It is just past dusk, and the wind is brisk and full of that sea smell. Weeds are doing that playful windy weed thing. Gravel crunches beneath; planes roar overhead; magical and mystical echoes are all around.
Though autumn has decidedly arrived in New England this week, my thoughts turn to August and a warm evening visit to Spectacle Island in Boston Harbor. This was not so long ago, but it begins to feel like a distinctly different era – this was an experience defined by the disposition of summer.
Boston’s ICA sponsored a series of installations on the Boston Harbor Islands this past summer, and offered a boat tour of the three sites on a series of weekend evenings. The experience of boating out into the harbor, speedily bouncing and splashing into the bright summer evening, was unique in and of itself. The first two islands were home to military ruins and a fort, but the artwork was underwhelming compared to the experience. None compared to the third island we visited, where we explored Teri Rueb’s project, Core Sample.
![Core Sample [image from terirueb.net] Core Sample [image from terirueb.net]](http://www.terirueb.net/island_final/images/road.jpg)
The history of the first two islands was worn pretty plainly on their sleeves; the civil war-era Fort Warren of Georges Island was particularly exciting to walk along, and duck into, wielding an imaginary sniper rifle. I imagined myself a version of Davy Crocket, or in one of my cousin’s WWII shooter games on his computer. Ultimately it was my amazement at the fort structure, and not the structure built by a design team within it, that became memorable.
Spectacle Island was different. What seemed like a charming little island-turned-park reveals itself to be home to fascinating layers of history, none of which are readily available to the naked eye. This is what Rueb’s work ends up being very much about. Spectacle was used for hunting and fishing by Native Americans for hundreds of years. Between fishing site and its use as a modern garbage dump for the citizens of twentieth-century Boston (and just another component of the horrendously polluted Boston Harbor), it was home to a quarantine hospital, a gambling resort (complete with illegal brothel), and a horse-rendering plant.
Spectacle was originally named for its shape – two mounds lifting up over the water’s surface like the unblinking lenses of spectacles – and its view of the Boston skyline has been written up by CNN (who probably hasn’t been the first to name it one of Boston’s “best-kept secrets”). After its many lives and services to the citizens of Boston, Spectacle now sits idyllically in the harbor, underneath the planes launching themselves from (and settling back down into) nearby Logan Airport. It has been reshaped and covered with landfill from the Big Dig; this process, and its part of Spectacle’s long history, are detailed on the Mass Turnpike Authority website.

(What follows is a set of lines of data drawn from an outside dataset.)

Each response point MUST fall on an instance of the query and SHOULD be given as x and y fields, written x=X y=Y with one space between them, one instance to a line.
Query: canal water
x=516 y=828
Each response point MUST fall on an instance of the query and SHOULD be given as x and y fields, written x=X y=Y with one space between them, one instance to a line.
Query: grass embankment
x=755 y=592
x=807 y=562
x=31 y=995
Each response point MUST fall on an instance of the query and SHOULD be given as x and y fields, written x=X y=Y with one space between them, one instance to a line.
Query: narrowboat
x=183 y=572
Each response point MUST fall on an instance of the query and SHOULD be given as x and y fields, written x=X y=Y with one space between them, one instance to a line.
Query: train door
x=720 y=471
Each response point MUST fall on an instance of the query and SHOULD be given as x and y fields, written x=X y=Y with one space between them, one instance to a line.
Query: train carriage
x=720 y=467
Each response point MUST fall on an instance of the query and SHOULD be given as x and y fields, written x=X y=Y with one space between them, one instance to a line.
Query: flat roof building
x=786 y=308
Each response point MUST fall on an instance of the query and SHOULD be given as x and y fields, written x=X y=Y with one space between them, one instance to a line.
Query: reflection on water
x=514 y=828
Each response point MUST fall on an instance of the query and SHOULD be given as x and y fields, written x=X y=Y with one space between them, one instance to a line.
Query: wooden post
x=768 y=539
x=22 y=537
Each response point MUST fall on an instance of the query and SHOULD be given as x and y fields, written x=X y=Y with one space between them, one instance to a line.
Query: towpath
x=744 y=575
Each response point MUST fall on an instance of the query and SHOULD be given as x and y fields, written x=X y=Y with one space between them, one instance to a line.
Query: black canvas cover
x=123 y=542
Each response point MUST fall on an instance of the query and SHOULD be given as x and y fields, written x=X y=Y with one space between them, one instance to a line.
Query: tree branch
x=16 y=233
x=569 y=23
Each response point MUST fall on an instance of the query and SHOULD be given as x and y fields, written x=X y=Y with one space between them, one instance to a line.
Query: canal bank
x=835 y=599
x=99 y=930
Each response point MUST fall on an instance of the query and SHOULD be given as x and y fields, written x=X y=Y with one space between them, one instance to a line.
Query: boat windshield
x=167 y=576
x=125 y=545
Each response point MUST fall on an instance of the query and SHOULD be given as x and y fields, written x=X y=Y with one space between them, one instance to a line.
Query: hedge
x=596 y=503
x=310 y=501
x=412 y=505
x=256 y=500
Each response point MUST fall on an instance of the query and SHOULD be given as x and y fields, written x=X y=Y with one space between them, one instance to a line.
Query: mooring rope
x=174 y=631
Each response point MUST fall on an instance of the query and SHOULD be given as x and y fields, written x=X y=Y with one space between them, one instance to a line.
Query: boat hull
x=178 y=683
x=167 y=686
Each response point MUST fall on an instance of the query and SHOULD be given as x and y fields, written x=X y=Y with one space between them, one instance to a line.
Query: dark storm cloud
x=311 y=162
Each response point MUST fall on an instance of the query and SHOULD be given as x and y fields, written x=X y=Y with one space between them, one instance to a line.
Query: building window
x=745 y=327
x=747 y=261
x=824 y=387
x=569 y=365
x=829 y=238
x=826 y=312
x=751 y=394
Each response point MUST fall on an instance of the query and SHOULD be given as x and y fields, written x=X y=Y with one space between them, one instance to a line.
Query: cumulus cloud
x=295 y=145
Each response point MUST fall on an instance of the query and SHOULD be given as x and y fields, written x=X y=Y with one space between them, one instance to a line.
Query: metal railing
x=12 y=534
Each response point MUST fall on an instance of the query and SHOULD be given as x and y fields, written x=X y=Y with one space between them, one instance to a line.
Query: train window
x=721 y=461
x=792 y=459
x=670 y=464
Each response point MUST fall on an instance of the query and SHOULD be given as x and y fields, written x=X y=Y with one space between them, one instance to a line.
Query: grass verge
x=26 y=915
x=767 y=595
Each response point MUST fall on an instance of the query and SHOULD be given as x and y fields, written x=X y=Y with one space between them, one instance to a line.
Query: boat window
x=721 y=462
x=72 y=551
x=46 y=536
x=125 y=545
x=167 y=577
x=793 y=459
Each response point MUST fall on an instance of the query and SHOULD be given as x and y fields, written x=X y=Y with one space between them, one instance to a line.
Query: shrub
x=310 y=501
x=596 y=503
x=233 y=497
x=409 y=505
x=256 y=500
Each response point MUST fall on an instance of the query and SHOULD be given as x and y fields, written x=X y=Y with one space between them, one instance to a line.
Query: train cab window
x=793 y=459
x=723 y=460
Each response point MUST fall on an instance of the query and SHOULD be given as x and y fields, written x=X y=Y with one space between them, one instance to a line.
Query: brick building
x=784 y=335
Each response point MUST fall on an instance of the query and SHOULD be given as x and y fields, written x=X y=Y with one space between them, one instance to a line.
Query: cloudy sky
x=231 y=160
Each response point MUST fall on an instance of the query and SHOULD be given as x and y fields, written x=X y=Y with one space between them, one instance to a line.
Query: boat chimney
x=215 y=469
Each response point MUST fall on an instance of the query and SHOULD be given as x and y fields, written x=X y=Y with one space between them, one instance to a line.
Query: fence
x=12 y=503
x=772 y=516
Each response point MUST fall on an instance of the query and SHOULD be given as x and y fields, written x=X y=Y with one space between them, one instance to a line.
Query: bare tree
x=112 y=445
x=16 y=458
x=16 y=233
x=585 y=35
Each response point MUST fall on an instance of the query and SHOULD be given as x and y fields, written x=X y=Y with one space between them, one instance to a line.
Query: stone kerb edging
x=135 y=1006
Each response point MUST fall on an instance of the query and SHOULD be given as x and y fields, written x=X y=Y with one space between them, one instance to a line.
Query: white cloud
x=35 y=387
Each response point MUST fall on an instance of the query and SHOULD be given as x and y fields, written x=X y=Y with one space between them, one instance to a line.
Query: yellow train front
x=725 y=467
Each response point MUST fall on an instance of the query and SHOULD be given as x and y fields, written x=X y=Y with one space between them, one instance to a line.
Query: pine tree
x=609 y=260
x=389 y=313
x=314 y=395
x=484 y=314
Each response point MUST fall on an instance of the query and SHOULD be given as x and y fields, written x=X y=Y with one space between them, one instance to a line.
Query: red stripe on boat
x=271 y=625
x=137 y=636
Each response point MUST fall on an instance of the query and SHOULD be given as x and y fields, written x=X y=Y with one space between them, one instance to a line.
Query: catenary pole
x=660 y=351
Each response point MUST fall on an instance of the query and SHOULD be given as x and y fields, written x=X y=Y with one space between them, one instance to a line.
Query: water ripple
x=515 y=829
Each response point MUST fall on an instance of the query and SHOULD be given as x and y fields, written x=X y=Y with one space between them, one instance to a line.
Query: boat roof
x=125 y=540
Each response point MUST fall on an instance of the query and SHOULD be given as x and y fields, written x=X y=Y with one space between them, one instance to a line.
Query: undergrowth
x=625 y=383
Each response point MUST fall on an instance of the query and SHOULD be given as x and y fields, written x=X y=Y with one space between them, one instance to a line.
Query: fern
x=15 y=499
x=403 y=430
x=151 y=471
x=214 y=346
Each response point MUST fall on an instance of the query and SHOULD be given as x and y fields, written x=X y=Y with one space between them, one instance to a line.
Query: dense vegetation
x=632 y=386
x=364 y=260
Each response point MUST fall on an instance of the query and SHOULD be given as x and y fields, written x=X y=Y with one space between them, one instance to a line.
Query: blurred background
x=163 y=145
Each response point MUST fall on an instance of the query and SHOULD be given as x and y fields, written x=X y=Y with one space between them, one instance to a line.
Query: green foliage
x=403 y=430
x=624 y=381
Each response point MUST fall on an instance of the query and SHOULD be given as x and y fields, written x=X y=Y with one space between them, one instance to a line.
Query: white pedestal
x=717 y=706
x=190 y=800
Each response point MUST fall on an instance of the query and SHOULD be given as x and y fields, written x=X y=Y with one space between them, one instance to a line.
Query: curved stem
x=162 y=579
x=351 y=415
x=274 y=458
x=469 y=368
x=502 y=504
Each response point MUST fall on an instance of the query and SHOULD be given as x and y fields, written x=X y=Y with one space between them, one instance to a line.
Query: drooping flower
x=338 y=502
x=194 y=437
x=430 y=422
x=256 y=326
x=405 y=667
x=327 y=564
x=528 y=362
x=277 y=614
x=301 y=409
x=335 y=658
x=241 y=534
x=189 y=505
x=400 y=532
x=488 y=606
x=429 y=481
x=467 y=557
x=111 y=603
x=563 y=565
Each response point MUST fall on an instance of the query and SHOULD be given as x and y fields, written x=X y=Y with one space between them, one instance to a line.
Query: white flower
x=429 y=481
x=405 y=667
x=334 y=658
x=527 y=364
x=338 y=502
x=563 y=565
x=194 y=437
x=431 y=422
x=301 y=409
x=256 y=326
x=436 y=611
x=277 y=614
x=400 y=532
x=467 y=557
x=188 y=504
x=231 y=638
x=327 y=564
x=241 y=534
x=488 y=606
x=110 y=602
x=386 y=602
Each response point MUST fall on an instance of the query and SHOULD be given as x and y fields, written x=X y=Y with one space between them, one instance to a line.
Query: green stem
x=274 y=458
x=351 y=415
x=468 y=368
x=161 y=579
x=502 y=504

We arrived at Spectacle and were presented with headphones attached to a GPS unit. When I put mine on I didn’t hear anything at first. We had only about half an hour to wander up to the top of the winding paths and back. Dusk had pretty firmly begun to settle, but Boston was still aglow on the horizon with pinks and oranges and so on. We started to crunch up the pathway, and sounds emerged from the earpieces. I won’t do the experience much justice trying to recall what happened when, and what the sounds were like. But it was surreal to step through space and feel the soundtrack changing with me. An airplane would shuttle through the earphones and I’d look up sure enough to see the sound reflected by life, an airplane passing nearby. And sometimes I’d look up and be so surprised not to see one; it was just in the art.
![Core Sample [image by awm] Core Sample.](http://www.goodeyemeriwether.com/today/wp-content/uploads/2007/09/core_1.jpg)
I tried to take photographs of the island, of the experience, or at least of my beloved city shining across the water. There was something rather perfect about my inability to get anything other than a set of blurry colors from it all – this wasn’t something to be accurately captured through documentation.
![Core Sample [image by awm] Core Sample.](http://www.goodeyemeriwether.com/today/wp-content/uploads/2007/09/core_3.jpg)
At the top of the trail was a gazebo, and here one would hear a recorded conversation of a man and a woman reminiscing on their experiences on Spectacle Island earlier in life. It is very conversational, and at times unclear what exactly they are talking about. Something about sinking a boat, at some point? The point was that these were the sounds of recollection and connection, the culmination of people coming together. It was difficult to concentrate on the content of the warm chatter, with Boston sitting under the dark blue sky to my left, just over there, and grasses waving about my feet, in the wind, like seaweed.

What does it mean to map an artwork? Here, the map becomes the only thing on paper about Core Sample. It refers to the winding experience, but only as a companion to the real life set of footsteps and global positioning data.
The notion I can’t get out of my head is how much it was like being in a three-dimentional computer game. Whether it’s Scarab of Ra from my childhood or that game Myst that my cousin and I tried but couldn’t ever quite get into, there’s something very cool, very unsettling and wonderful, about that liminal state of real and unreal – exploration with a soundtrack, unusual thumps, an island you have never seen before…. You are on a strange island. You found a gazebo. You hear an airplane. What do you want to do?